The script uses Python 3. You can simply run the following to clone this repository and install all of the above requirements:
git clone https://github.com/mahfuzibnalam/terminology_evaluation.git
cd terminology_evaluation
pip install -r requirements.txt
List of requirements:
- stanza
- argparse
- sacrebleu
- bs4
- lxml (need it for mac)
The main script is evaluate_term_wmt.py
that receives the following arguments:
- --language - The language code (eg. fr for French) of the target language.
- --hypothesis - This is the hypothesis file.
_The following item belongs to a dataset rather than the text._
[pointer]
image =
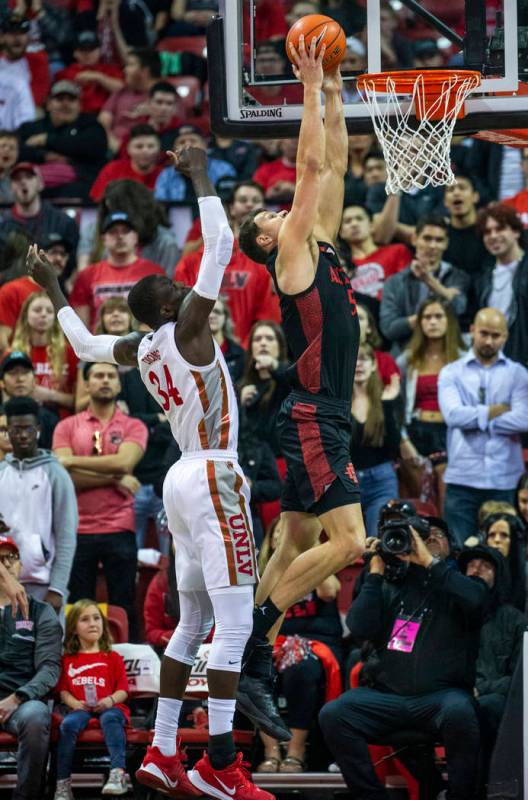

Example file:
data/en-fr.dev.txt.truecased.sgm
. - --source - This is a file with the source references. An example file is provided at
data/dev.en-fr.en.sgm
- --target_reference - This is a file with the target references. An example file is provided at
data/dev.en-fr.fr.sgm
- --BLEU [True/False]. By default True. If True shows BLEU score.
- --EXACT_MATCH [True/False]. By default True. If True shows Exact Match score.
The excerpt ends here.